I recently redownloaded the flash game N on my new(ish) PC. The new PC is running Vista, whereas the older one was on XP. I rarely had lag issues on the computer running XP, but now I get slight drops in framerate, enough to cause repeated deaths. 

It's not a huge problem I know, but definitely an annoyance. I was using flash 7, but I upgraded to flash 10 to see if that would help, and it doesn't seem to have. Would running in compatability mode help at all?

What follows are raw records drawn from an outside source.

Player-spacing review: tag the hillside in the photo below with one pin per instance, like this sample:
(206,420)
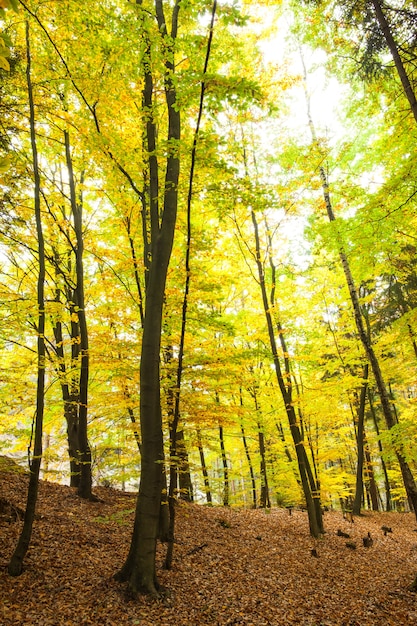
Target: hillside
(231,566)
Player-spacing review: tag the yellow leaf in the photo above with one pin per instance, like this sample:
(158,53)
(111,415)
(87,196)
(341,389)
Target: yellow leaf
(4,162)
(4,64)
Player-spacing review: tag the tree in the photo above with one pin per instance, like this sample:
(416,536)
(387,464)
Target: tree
(16,562)
(139,568)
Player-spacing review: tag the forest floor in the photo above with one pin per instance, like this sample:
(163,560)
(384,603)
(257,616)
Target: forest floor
(230,566)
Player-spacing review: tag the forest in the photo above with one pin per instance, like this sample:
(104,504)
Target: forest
(208,283)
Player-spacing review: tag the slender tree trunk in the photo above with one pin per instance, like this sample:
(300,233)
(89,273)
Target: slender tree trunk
(85,483)
(184,477)
(140,567)
(70,400)
(370,477)
(204,468)
(357,501)
(15,566)
(388,502)
(251,472)
(405,81)
(226,485)
(390,419)
(285,385)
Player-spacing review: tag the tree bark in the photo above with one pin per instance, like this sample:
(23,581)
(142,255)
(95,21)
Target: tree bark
(360,435)
(204,468)
(312,496)
(226,486)
(405,81)
(139,569)
(15,566)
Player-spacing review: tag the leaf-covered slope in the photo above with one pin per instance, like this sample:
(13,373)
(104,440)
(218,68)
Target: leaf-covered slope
(230,566)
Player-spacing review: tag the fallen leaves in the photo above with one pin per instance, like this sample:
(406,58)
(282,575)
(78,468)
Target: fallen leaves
(230,566)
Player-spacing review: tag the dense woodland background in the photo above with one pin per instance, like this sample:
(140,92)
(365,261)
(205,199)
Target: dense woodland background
(269,359)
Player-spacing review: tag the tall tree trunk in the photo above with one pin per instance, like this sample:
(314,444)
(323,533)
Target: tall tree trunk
(388,502)
(251,472)
(204,468)
(405,81)
(370,477)
(69,396)
(15,566)
(226,485)
(364,336)
(85,483)
(139,569)
(312,496)
(360,435)
(176,414)
(184,477)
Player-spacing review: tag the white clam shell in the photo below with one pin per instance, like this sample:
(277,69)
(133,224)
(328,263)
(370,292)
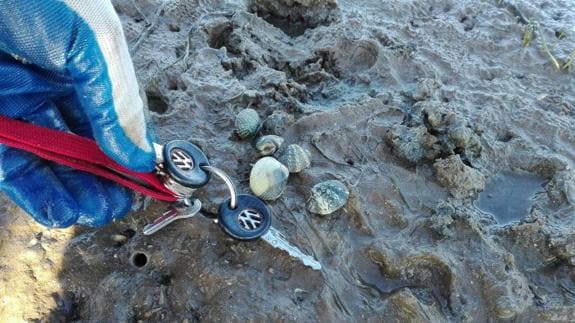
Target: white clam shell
(268,178)
(268,145)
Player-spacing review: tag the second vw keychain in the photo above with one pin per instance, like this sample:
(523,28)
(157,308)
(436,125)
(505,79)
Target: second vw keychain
(183,167)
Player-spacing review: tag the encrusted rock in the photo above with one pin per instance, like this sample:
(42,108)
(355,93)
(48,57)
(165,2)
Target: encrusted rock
(462,180)
(295,157)
(327,197)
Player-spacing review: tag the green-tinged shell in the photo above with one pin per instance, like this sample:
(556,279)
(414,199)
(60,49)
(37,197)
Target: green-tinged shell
(295,157)
(277,122)
(247,123)
(327,197)
(268,145)
(268,178)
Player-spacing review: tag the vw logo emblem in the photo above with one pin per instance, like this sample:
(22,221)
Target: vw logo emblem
(250,219)
(181,159)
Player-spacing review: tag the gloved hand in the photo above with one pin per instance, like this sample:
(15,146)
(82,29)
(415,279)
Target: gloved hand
(66,65)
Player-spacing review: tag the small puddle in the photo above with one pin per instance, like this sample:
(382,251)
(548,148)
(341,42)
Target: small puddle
(509,196)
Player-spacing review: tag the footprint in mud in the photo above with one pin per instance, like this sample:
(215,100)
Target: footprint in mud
(353,57)
(509,196)
(292,19)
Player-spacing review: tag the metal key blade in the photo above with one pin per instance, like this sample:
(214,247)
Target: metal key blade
(172,214)
(277,240)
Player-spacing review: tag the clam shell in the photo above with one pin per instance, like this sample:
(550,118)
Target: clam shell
(268,145)
(295,157)
(277,122)
(268,178)
(327,197)
(247,123)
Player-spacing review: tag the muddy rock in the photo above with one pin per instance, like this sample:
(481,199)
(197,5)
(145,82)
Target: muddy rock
(462,180)
(277,122)
(413,144)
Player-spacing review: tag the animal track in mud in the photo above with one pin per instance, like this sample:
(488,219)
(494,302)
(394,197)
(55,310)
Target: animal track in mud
(222,35)
(292,19)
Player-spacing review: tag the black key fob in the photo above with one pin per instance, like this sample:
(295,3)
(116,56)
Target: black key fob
(249,220)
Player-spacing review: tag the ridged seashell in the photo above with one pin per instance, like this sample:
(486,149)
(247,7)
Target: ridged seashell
(268,178)
(295,157)
(268,145)
(327,197)
(247,123)
(277,122)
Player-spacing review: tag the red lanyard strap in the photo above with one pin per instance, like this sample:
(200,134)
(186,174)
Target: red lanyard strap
(79,153)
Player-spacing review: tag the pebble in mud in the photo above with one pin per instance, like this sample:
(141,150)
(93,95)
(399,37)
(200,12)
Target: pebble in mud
(268,178)
(277,122)
(462,180)
(295,157)
(247,123)
(327,197)
(269,144)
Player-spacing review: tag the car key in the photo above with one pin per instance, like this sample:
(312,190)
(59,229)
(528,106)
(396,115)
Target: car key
(183,210)
(251,219)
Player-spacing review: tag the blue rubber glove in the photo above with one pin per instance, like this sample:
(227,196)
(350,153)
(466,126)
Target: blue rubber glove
(66,65)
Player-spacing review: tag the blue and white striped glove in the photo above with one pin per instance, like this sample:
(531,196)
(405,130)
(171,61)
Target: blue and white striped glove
(65,65)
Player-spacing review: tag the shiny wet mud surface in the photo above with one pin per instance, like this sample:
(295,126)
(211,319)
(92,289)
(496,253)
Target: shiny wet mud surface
(417,106)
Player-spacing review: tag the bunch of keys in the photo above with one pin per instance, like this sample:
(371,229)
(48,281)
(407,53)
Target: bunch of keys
(182,167)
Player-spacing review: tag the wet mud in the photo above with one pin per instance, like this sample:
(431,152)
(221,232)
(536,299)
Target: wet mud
(434,115)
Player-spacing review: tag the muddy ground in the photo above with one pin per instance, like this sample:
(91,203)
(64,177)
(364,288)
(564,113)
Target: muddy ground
(448,121)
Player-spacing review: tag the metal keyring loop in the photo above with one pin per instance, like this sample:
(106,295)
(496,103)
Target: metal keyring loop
(221,174)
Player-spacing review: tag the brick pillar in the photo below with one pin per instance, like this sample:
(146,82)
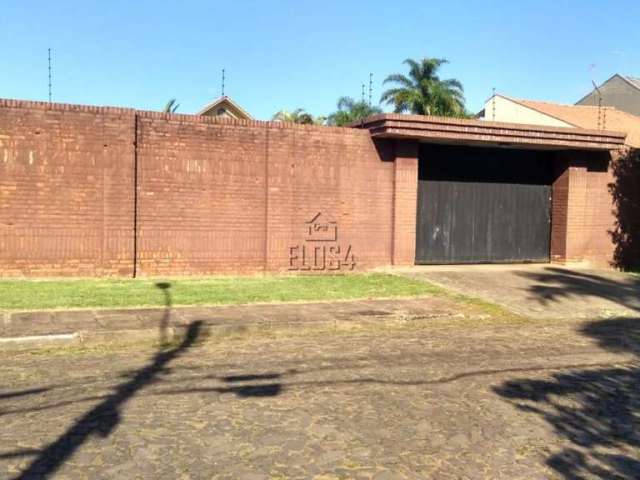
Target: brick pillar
(405,202)
(582,209)
(559,209)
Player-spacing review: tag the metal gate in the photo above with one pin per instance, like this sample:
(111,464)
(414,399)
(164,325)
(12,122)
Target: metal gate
(481,205)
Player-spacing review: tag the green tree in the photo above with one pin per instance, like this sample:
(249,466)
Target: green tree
(350,111)
(423,92)
(299,115)
(171,106)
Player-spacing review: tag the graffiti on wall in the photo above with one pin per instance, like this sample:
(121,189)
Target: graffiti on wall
(320,249)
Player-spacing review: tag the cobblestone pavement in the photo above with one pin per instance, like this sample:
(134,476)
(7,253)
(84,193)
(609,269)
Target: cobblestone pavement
(450,399)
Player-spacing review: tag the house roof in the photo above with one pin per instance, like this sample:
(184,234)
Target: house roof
(225,101)
(583,116)
(454,131)
(633,81)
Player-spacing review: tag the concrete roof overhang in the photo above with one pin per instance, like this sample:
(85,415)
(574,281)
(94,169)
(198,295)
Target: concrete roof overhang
(457,131)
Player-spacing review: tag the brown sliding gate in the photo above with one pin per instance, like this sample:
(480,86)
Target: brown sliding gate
(483,205)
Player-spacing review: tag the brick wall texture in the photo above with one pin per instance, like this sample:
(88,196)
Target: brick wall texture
(100,191)
(204,195)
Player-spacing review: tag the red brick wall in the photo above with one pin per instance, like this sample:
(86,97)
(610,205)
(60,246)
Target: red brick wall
(213,195)
(66,190)
(208,195)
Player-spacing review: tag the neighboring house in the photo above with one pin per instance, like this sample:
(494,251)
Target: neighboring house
(619,91)
(501,108)
(225,107)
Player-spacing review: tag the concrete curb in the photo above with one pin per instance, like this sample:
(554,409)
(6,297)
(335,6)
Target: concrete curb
(32,330)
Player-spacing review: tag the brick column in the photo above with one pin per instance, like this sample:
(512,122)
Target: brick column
(405,202)
(582,209)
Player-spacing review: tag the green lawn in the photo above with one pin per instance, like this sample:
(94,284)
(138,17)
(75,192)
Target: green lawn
(109,293)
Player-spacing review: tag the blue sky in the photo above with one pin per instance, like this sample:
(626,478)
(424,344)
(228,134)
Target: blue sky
(296,53)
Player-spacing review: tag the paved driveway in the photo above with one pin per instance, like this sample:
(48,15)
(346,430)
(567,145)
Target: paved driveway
(445,400)
(542,291)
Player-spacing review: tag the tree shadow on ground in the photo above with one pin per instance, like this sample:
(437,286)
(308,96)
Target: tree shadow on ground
(625,190)
(595,410)
(556,283)
(103,418)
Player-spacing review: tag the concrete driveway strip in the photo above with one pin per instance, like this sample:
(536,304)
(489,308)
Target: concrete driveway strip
(541,290)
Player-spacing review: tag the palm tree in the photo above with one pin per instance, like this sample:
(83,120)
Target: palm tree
(350,111)
(298,116)
(423,92)
(171,106)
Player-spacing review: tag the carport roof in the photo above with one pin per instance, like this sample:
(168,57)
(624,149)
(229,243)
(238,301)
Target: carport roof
(458,131)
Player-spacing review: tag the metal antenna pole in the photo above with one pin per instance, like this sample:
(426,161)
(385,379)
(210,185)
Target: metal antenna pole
(600,127)
(49,52)
(493,104)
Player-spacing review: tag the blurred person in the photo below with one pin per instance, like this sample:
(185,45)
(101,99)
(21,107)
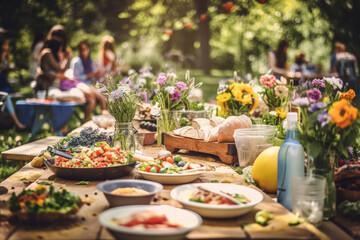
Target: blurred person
(36,47)
(107,56)
(84,70)
(5,67)
(277,59)
(50,71)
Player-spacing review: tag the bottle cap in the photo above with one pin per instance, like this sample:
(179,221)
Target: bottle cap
(292,117)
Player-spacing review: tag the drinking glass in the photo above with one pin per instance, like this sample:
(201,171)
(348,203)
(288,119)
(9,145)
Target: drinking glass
(308,194)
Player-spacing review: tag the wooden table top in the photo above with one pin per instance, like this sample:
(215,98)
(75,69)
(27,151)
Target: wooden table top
(85,224)
(28,151)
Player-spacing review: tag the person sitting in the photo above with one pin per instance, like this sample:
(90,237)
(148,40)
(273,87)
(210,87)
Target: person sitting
(83,70)
(5,67)
(277,59)
(107,57)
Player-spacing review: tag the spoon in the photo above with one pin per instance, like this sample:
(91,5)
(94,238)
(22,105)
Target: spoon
(203,188)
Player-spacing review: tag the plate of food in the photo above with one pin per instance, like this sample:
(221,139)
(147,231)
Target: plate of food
(146,222)
(43,205)
(217,200)
(93,163)
(170,169)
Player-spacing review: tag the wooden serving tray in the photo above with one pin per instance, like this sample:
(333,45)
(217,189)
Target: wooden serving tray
(225,151)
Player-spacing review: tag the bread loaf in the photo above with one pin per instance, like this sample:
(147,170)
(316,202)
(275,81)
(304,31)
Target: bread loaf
(197,123)
(215,121)
(228,127)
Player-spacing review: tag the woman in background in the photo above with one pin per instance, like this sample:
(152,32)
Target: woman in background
(84,70)
(5,67)
(107,56)
(277,59)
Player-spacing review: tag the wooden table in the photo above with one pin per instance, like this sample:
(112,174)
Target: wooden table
(28,151)
(86,226)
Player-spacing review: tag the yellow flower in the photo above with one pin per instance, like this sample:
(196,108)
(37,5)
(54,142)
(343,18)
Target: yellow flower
(282,113)
(348,95)
(342,113)
(223,97)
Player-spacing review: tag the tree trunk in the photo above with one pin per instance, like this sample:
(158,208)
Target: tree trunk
(203,36)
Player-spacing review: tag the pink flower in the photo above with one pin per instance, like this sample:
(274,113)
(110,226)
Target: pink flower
(161,79)
(181,85)
(268,80)
(176,95)
(281,91)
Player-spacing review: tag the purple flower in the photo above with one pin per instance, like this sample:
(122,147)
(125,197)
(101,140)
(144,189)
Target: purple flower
(176,95)
(148,69)
(316,106)
(181,85)
(144,95)
(318,82)
(161,79)
(301,102)
(323,118)
(314,95)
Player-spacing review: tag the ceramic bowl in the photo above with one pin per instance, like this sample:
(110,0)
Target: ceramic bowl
(189,220)
(182,194)
(128,199)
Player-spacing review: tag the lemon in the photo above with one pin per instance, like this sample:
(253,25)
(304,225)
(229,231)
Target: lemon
(264,170)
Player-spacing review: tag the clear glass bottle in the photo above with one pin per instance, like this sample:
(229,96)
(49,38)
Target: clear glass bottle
(290,162)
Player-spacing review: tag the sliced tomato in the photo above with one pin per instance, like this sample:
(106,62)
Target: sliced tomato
(166,164)
(147,169)
(170,160)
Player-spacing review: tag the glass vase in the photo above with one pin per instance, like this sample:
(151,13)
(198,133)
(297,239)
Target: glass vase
(323,165)
(166,122)
(124,136)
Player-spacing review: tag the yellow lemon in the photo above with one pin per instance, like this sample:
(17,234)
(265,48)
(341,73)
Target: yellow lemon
(264,170)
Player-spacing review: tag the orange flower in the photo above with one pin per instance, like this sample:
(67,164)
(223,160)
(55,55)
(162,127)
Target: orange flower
(342,113)
(348,95)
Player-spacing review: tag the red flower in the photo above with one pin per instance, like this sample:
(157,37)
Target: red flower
(168,32)
(228,6)
(188,25)
(203,17)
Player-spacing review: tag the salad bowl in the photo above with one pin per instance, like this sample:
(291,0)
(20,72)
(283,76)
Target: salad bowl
(187,219)
(184,194)
(91,174)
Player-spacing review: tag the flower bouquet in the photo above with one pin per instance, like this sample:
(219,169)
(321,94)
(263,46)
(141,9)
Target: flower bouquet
(171,96)
(329,126)
(236,98)
(276,92)
(123,98)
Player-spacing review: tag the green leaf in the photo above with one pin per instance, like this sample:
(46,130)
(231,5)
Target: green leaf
(82,183)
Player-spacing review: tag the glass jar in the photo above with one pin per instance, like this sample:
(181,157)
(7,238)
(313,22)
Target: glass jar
(166,122)
(124,136)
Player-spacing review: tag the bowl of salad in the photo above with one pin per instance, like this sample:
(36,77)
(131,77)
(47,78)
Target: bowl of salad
(217,200)
(149,222)
(129,191)
(170,169)
(97,162)
(43,205)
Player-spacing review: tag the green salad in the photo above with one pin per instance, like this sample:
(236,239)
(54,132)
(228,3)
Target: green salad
(44,200)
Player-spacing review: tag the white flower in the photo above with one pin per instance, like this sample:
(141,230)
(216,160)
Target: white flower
(334,82)
(155,110)
(170,89)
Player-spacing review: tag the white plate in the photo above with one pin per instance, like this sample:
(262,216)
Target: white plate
(181,194)
(176,178)
(186,218)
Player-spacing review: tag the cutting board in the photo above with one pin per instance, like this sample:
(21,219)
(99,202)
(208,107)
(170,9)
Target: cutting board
(225,151)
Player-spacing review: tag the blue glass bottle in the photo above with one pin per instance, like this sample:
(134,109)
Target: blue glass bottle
(290,162)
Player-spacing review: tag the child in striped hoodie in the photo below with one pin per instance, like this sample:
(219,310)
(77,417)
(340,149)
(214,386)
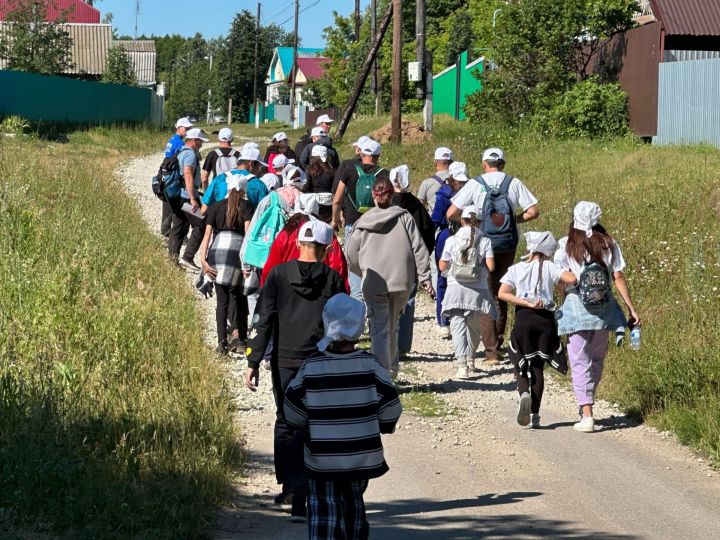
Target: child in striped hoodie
(346,398)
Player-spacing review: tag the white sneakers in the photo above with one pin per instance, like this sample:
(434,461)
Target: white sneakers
(524,409)
(586,425)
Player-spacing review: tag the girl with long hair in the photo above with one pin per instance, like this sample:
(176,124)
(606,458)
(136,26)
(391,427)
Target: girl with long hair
(590,311)
(226,223)
(529,286)
(466,260)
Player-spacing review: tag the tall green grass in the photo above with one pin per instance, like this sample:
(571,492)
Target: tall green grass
(662,204)
(114,418)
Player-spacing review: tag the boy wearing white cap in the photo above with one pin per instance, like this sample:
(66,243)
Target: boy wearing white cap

Here's the link to the official website, I do recommend the game, and I'd love to get these little issues sorted
http://www.thewayoftheninja.org/n.html


----------



## Lord Sirian (Jan 14, 2007)

Hi and welcome to TSF.

You can try running it in compatibility mode.

Do this by:

Right click on the "N" launch icon -> Click the "Compatibility" tab -> Tick "Run in compatibility mode" -> XP


----------



## McNinja (Jun 22, 2008)

What are your PC specs?

CPU
RAM
motherboard
Graphics Card
PSU

I know this game can be run on almost any computer but this is important to know.


----------



## RockmasteR (Aug 10, 2007)

try to download Adobe Shockwave Player from *here*


----------



## PhatChance (Jul 15, 2009)

Okay, sorry about the delay in any reply, I was away for a few days. Sadly Compatibility mode does nothing to alleviate the problem, and although I downloaded both Flash 10 and Shockwave, the main game seems to be still running as Flash 7, which mystifies me a tad.

Here are the specs:
CPU - Intel Core 2 Duo Mobile T5850
RAM - 3Gb
motherboard - PC Wizard gives me Sony Corporation VAIO for 'Mainboard' not sure if they're exactly the same
Graphics Card - Mobile Intel(R) 4 Series Express Chipset Family

PSU


----------



## RockmasteR (Aug 10, 2007)

try to set the display color at 16 bit and see if that fixes the problem

right click on your desktop -> personalize -> Display Settings
choose 16 bit instead of 32 bit


----------



## McNinja (Jun 22, 2008)

*EDIT: double post*


----------



## McNinja (Jun 22, 2008)

I would like you to uninstall Flash and shockwave with Revo Uinstaller to see if maybe there is something corrupt with your versions.

Revo Uninstaller

Then reinstall Flash and Shockwave.

Flash
Shockwave


----------